Thursday, 26 May 2011

THE SCREAMING TREE

The tree had stood there for over two hundred years. Generations of the tiny, noisy people had come along, grown up, grown old and gone away and he’d seen all of them, and they’d all seen the tree. They had given the tree many names, and the one it had most liked was “Beech” although some people occasionally came along and quite convincingly called the tree “Ash” and others had been equally certain that it should be called “Birch”. The tree didn’t really mind what they called it, As far as it was concerned it was just plain old “tree” and that would do just fine.

Around the tree stood its faithful companions, all of them seeming so very broad, wise and noble. There they were, trees of all types, standing closely together and enjoying a rather harmonious and pleasant existence. Many of them were much older and more verdant in their splendour and some of them were much younger but somehow they’d found room for them to flourish and spread their branches. Some of these youngsters looked for all the world as if they would shoot up higher and further that any of the older trees could have possibly imagined when they first began to sprout, but that is just the way the world should be.

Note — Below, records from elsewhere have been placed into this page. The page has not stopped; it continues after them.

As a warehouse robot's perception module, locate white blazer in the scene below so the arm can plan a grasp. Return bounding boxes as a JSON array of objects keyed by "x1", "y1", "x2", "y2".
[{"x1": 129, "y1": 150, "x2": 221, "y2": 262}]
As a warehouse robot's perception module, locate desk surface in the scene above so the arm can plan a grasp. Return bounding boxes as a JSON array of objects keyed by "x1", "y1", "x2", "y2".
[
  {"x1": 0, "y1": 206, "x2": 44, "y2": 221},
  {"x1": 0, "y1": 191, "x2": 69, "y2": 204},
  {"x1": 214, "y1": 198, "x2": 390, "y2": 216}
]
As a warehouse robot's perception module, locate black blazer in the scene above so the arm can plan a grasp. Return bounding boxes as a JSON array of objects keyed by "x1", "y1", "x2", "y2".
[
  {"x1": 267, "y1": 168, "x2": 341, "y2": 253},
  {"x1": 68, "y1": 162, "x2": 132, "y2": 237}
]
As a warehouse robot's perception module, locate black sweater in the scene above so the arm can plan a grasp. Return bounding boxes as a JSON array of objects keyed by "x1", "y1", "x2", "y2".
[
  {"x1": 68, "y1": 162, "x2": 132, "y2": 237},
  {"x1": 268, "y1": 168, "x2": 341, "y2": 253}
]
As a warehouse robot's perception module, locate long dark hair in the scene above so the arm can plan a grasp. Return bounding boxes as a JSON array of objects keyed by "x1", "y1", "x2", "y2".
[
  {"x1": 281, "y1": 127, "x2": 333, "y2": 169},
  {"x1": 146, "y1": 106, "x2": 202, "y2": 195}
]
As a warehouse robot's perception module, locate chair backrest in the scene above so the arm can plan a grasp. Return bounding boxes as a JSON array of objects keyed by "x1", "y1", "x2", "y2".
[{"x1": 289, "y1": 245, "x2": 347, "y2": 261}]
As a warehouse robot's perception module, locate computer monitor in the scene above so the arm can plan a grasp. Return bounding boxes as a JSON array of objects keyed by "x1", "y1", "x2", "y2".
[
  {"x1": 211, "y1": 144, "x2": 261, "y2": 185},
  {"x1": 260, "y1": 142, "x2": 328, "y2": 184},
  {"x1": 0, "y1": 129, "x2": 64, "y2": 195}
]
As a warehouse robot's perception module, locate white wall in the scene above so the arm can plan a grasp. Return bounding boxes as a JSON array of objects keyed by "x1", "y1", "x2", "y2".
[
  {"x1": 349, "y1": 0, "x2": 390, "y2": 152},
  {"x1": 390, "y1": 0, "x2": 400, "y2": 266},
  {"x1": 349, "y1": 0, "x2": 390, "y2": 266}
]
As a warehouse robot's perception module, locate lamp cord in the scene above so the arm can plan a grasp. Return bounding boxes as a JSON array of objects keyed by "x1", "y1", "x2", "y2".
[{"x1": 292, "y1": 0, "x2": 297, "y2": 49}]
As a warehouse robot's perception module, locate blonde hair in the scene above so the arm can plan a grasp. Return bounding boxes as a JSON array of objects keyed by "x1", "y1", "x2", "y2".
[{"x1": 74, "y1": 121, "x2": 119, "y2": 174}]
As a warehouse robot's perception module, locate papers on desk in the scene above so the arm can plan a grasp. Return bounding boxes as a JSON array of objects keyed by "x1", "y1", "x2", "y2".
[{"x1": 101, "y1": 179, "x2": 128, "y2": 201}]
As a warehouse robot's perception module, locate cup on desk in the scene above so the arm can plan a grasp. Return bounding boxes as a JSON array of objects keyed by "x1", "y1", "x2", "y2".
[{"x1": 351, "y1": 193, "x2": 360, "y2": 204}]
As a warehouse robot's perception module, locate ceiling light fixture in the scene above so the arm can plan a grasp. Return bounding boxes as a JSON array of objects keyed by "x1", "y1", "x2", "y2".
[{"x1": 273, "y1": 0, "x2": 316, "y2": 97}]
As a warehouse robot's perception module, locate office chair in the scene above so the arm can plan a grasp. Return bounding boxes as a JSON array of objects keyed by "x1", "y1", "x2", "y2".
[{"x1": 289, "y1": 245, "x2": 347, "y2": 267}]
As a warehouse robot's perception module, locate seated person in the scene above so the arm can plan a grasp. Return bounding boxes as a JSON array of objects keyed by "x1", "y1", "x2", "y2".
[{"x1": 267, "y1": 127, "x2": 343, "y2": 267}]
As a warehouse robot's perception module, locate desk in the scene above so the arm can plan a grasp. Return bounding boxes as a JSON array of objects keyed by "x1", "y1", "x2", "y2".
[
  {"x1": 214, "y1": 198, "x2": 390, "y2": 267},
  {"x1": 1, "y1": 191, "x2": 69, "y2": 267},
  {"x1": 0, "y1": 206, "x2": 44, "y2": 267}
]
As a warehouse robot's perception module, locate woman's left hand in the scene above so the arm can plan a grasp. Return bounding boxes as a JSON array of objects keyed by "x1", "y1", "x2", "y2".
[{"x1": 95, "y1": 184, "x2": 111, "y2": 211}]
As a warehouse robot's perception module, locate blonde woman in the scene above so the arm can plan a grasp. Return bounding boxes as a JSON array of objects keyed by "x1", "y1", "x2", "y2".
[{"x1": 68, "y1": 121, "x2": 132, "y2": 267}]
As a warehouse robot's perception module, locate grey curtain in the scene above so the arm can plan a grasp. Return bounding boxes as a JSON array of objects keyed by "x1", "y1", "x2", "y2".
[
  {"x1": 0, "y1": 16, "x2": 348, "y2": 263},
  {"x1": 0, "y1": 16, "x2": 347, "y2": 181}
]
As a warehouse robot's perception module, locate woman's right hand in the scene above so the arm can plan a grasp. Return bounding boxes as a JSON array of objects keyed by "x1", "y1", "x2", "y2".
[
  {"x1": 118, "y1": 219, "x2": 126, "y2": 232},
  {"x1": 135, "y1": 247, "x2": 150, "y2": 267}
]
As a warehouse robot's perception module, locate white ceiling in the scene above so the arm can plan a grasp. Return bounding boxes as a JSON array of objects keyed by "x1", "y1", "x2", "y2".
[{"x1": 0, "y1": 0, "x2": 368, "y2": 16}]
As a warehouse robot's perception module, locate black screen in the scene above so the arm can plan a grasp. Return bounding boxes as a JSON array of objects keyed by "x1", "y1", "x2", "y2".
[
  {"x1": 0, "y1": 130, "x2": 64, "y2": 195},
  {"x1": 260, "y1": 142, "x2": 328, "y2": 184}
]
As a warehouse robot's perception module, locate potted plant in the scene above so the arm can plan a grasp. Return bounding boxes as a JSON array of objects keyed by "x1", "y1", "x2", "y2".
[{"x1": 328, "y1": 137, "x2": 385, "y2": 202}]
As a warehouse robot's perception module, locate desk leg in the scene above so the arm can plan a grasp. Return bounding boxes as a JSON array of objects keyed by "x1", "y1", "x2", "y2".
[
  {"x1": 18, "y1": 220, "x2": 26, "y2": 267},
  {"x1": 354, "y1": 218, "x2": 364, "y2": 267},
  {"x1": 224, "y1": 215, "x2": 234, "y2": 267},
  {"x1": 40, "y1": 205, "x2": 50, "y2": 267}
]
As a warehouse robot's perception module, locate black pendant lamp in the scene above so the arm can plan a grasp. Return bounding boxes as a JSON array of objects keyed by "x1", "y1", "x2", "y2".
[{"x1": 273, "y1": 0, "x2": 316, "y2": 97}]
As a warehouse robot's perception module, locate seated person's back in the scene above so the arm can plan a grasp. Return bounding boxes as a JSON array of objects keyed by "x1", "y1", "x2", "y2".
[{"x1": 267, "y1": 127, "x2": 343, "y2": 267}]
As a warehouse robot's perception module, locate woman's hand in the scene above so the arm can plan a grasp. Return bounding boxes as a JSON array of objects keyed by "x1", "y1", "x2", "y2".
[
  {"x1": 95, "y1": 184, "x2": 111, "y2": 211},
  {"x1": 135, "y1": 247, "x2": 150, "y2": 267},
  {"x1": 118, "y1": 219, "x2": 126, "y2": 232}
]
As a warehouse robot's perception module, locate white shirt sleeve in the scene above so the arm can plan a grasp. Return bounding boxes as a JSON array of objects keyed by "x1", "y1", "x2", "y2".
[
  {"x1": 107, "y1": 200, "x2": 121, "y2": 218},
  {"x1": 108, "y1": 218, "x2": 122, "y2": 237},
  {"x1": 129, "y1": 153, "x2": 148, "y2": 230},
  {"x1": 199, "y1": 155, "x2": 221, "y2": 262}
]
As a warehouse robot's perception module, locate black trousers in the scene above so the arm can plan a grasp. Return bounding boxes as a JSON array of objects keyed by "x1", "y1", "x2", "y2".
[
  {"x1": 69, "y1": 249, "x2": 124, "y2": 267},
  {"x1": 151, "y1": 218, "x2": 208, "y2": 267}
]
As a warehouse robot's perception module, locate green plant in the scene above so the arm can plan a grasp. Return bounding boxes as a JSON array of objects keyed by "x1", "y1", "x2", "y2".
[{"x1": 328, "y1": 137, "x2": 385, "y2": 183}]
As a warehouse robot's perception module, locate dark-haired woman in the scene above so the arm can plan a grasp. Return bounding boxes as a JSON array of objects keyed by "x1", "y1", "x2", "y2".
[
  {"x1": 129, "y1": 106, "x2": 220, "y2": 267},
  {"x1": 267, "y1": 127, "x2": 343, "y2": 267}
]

Over the many years of its life, the tree had come to learn many things about the birds that nested in its branches, about the tiny little furry creatures that ran up and down its trunk and branches and about the tiny insects that burrowed into his bark and nibbled at his leaves. At first they had seemed intrusive and invasive but the wiser, older trees about him had told him that these were good things to have around you and they all worked together to make the forest a happy and healthy place.

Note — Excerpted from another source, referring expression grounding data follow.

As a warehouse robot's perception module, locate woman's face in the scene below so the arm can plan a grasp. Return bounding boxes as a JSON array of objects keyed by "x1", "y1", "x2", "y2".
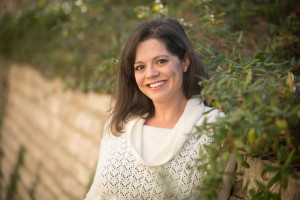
[{"x1": 134, "y1": 39, "x2": 189, "y2": 103}]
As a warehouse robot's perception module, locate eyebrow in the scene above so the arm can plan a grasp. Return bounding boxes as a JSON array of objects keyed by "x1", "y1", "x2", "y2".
[{"x1": 134, "y1": 54, "x2": 169, "y2": 64}]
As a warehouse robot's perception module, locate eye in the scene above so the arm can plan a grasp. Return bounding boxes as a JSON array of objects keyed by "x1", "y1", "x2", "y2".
[
  {"x1": 134, "y1": 65, "x2": 145, "y2": 71},
  {"x1": 156, "y1": 59, "x2": 168, "y2": 65}
]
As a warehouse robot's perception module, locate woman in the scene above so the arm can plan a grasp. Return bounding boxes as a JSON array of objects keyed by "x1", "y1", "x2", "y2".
[{"x1": 86, "y1": 19, "x2": 231, "y2": 200}]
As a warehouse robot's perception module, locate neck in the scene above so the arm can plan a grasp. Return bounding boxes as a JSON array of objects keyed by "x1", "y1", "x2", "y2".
[{"x1": 145, "y1": 98, "x2": 187, "y2": 129}]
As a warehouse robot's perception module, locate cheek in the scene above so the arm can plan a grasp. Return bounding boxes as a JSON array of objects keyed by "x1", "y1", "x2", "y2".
[{"x1": 134, "y1": 74, "x2": 143, "y2": 87}]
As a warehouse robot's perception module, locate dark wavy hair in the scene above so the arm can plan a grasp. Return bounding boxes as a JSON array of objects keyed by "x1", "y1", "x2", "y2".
[{"x1": 108, "y1": 18, "x2": 207, "y2": 136}]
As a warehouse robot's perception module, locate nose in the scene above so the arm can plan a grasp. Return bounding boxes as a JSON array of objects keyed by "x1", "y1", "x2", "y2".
[{"x1": 146, "y1": 65, "x2": 159, "y2": 79}]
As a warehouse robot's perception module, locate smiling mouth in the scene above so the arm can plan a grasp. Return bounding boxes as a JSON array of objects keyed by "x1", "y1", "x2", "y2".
[{"x1": 148, "y1": 81, "x2": 166, "y2": 88}]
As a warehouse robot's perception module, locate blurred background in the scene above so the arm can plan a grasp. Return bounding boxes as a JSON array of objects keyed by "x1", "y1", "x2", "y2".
[{"x1": 0, "y1": 0, "x2": 300, "y2": 200}]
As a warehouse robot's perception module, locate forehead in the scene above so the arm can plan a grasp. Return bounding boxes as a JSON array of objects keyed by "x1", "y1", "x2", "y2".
[{"x1": 135, "y1": 39, "x2": 170, "y2": 61}]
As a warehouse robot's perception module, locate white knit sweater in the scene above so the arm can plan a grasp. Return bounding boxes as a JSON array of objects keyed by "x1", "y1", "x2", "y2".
[{"x1": 85, "y1": 99, "x2": 231, "y2": 200}]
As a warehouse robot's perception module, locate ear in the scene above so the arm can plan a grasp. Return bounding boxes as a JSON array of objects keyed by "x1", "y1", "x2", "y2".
[{"x1": 183, "y1": 54, "x2": 190, "y2": 72}]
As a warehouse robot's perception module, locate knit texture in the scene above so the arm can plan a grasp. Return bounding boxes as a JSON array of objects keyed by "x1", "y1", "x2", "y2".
[{"x1": 85, "y1": 99, "x2": 230, "y2": 200}]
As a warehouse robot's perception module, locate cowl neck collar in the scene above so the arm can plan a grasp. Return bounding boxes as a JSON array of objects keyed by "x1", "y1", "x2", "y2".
[{"x1": 126, "y1": 98, "x2": 205, "y2": 166}]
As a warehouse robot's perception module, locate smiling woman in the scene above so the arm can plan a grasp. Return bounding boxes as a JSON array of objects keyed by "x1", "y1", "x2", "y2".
[{"x1": 86, "y1": 19, "x2": 235, "y2": 200}]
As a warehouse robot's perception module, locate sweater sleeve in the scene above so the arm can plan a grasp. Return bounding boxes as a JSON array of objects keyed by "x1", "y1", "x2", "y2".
[{"x1": 84, "y1": 122, "x2": 111, "y2": 200}]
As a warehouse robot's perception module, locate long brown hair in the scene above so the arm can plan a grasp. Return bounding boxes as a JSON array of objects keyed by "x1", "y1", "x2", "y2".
[{"x1": 109, "y1": 18, "x2": 207, "y2": 136}]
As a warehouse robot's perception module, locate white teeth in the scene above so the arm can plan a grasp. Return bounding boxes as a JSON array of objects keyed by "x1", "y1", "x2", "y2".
[{"x1": 150, "y1": 81, "x2": 165, "y2": 88}]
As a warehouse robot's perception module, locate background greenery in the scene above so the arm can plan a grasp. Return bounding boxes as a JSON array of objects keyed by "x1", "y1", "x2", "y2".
[{"x1": 0, "y1": 0, "x2": 300, "y2": 199}]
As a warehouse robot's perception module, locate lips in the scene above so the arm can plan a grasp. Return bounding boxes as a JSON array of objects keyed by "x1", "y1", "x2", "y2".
[{"x1": 148, "y1": 81, "x2": 166, "y2": 88}]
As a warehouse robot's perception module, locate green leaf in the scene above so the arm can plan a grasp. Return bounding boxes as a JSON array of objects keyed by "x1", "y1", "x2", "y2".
[
  {"x1": 241, "y1": 161, "x2": 250, "y2": 169},
  {"x1": 248, "y1": 127, "x2": 256, "y2": 144},
  {"x1": 268, "y1": 172, "x2": 281, "y2": 188},
  {"x1": 279, "y1": 178, "x2": 288, "y2": 188},
  {"x1": 237, "y1": 31, "x2": 243, "y2": 44},
  {"x1": 222, "y1": 151, "x2": 230, "y2": 161},
  {"x1": 282, "y1": 150, "x2": 295, "y2": 169},
  {"x1": 290, "y1": 57, "x2": 297, "y2": 67},
  {"x1": 275, "y1": 119, "x2": 288, "y2": 129}
]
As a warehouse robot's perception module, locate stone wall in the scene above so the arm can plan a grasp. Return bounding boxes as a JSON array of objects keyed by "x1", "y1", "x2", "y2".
[
  {"x1": 0, "y1": 66, "x2": 110, "y2": 200},
  {"x1": 0, "y1": 65, "x2": 300, "y2": 200}
]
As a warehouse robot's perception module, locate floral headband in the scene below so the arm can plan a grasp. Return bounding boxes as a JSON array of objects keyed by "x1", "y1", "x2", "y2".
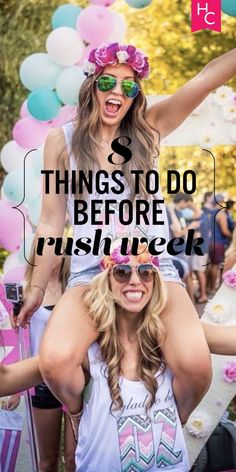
[
  {"x1": 84, "y1": 43, "x2": 150, "y2": 79},
  {"x1": 100, "y1": 244, "x2": 160, "y2": 270}
]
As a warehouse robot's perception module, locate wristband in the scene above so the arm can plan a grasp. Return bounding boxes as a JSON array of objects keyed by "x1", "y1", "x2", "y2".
[{"x1": 29, "y1": 284, "x2": 45, "y2": 295}]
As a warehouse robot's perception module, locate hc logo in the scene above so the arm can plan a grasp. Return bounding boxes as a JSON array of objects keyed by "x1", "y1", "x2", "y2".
[
  {"x1": 197, "y1": 2, "x2": 216, "y2": 25},
  {"x1": 191, "y1": 0, "x2": 221, "y2": 32}
]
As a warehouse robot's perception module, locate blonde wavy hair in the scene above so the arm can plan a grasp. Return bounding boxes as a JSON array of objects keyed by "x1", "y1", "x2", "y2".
[
  {"x1": 85, "y1": 268, "x2": 167, "y2": 410},
  {"x1": 72, "y1": 72, "x2": 160, "y2": 199}
]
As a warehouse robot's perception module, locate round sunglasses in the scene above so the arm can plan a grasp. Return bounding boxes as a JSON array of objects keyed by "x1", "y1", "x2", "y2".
[
  {"x1": 111, "y1": 264, "x2": 156, "y2": 284},
  {"x1": 96, "y1": 75, "x2": 140, "y2": 98}
]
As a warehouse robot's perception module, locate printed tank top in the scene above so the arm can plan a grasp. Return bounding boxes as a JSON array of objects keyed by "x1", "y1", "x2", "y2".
[{"x1": 75, "y1": 343, "x2": 190, "y2": 472}]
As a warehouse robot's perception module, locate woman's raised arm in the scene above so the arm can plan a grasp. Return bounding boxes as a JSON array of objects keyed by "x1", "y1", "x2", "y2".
[
  {"x1": 202, "y1": 321, "x2": 236, "y2": 356},
  {"x1": 0, "y1": 356, "x2": 43, "y2": 397},
  {"x1": 146, "y1": 49, "x2": 236, "y2": 139},
  {"x1": 17, "y1": 129, "x2": 68, "y2": 326}
]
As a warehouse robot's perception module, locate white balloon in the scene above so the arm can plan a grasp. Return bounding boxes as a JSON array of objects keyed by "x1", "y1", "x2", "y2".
[
  {"x1": 107, "y1": 10, "x2": 127, "y2": 43},
  {"x1": 3, "y1": 251, "x2": 21, "y2": 275},
  {"x1": 1, "y1": 140, "x2": 27, "y2": 172},
  {"x1": 46, "y1": 26, "x2": 84, "y2": 66}
]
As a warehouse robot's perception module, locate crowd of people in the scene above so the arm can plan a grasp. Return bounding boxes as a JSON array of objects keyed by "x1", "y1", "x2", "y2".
[
  {"x1": 0, "y1": 43, "x2": 236, "y2": 472},
  {"x1": 167, "y1": 192, "x2": 236, "y2": 303}
]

Occasionally, even one of the people might come along, but things never seemed to be quite so harmonious when they were around. They would either just clamber up and down the tree for no particular good reason or just decide to hack bits off the tree and take them away and burn them. This didn’t seem to be the most friendly of things to do, and the tree started to feel quite worried whenever the people came too close.

Now, just like a person, a tree is a complicated thing. It has many, many leaves and many, many branches and they are all part of one great big living, breathing complete whole. The people seemed to think differently of course and, as their tastes and needs got ever more sophisticated they would come along and decide that there were too many of them, that they were in the way, the wrong shape, gave too much shade, or even just that they were preventing them from doing some of the little things they seemed to do in their short little lives and had to go. Time and again the little people with the painful blades that screeched and buzzed would appear and a faithful old companion would be reduced to a stump, or some on their limbs would be hacked away. Sometimes they were prepared to admit to themselves, they did feel better after a trim, but generally the appearance of those little people with the hard hats and the saws spelt trouble for them.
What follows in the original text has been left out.